Associated Builders represents large commercial contractors that are less concerned with hiring laborers at Home Depot or informal day sites, but the trickle-down fear is real, Dyga acknowledged.
“Everyone’s become more diligent,” he said. “No one wants to be the headline because a subcontractor hired a crew with the wrong documents. We do everything by the book.”
Dyga also noted that uncertainty about workers being rounded up — even ones who have been vetted as having legal status — affects construction budgets.
“The commercial side of our industry cares most about predictability,” Dyga said. “If I estimate a project’s costs today, but six or 12 months from now my workforce shrinks, my whole business model is blown out of the water.”
Paperwork paranoia
For employers in the construction and hospitality industries, vetting workers has become a Kafkaesque ordeal, said Scott Bettridge, Miami-based chair of law firm Cozen O’Connor’s national immigration practice. “I’ve got cleaning companies with 40 [percent] to 50 percent of staff affected, many of them Venezuelan,” Bettridge said.
As status revocations multiply, Bettridge said, the burden falls on employers to comb through files, verifying who is legally employable and who might be using false documents. For the layered world of subcontractors that drives Florida construction, the risk multiplies, he added.
“You can ask your [subcontractors] for assurances, but how deep do you want to go?” Bettridge said. “If you micromanage, you risk being considered their direct employer. But if you don’t, you’re gambling that their paperwork is clean. No one has the bandwidth to audit every crew on every job.”
Bettridge considers the national E-Verify system, a database that provides information on the legal status of immigrant workers, as a partial safeguard. But it’s hardly bulletproof.
“Some companies set up a dozen shell entities with 24 workers each to get around a 25-employee threshold in Florida to verify workers’ status,” Bettridge said. “That might comply with the letter of the law, but it’s a risky way to skate by.”
And then there’s the federal government’s draconian approach.
“ICE agents have started showing up with pre-typed waivers asking employers to consent to broad searches, even beyond public areas,” Bettridge said. “We warn our clients: Never volunteer this. But one panicked receptionist or security guard, and suddenly your job site becomes an open book.”
Even legals aren’t safe
Even lawfully present workers are no longer safe. Union representative Carballo described the case of a Cuban journeyman painter who has been a legal permanent resident for more than a decade. ICE agents scooped him up when he showed up for a military base job in Tampa, Carballo said.
“He got in trouble with the law five years ago and paid his debt,” Carballo said. “Just to pad their detention numbers, they’re ending a man’s life here. He’ll be deported to a third country and lose everything.”
In South Florida, five union members had recent job assignments canceled because their immigration status changed, Carballo said. “Venezuelans, Cubans — people with work permits or seeking asylum — are suddenly being denied by E-verify,” Carballo said. “It means starting from scratch: retraining, delays, higher costs.”

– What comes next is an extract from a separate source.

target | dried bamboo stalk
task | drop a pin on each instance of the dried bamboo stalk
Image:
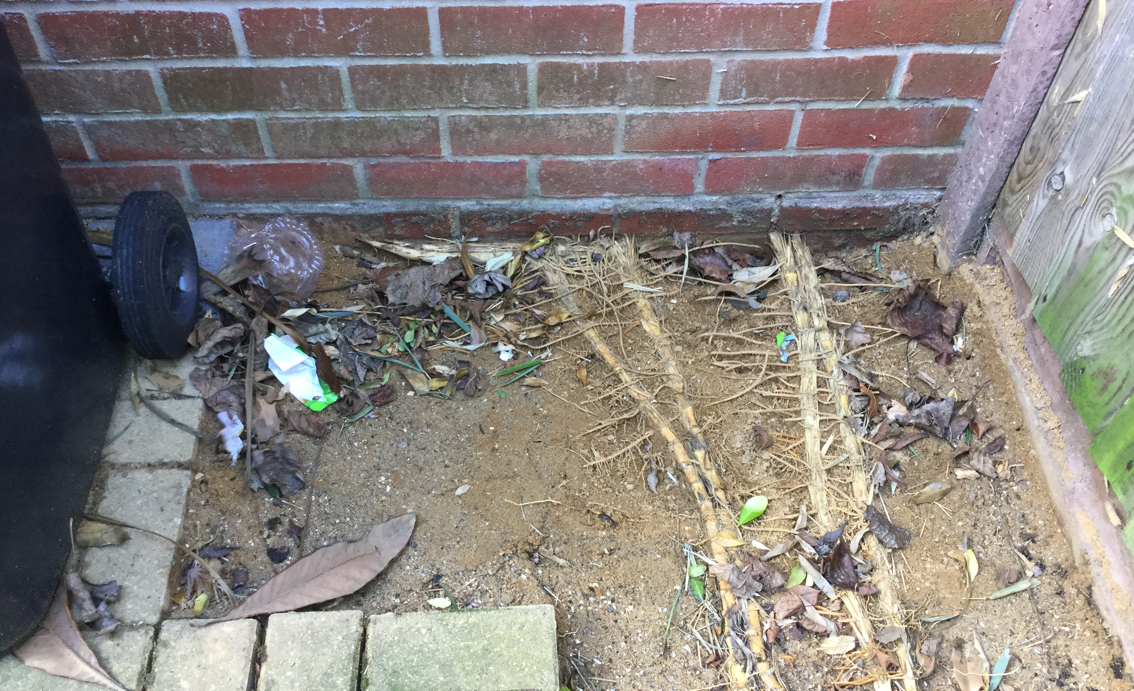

For highly skilled trades like industrial painting — requiring expertise with hazardous chemicals and equipment, and often facing additional hurdles like drug testing — the impact is acute. Carballo estimates over 70 workers whose work permits were revoked lost their jobs with a painting company that has a contract at Orlando’s Disney World.
“Replacing that kind of qualified labor means going back to square one,” Carballo said. “Every delay puts projects behind schedule.”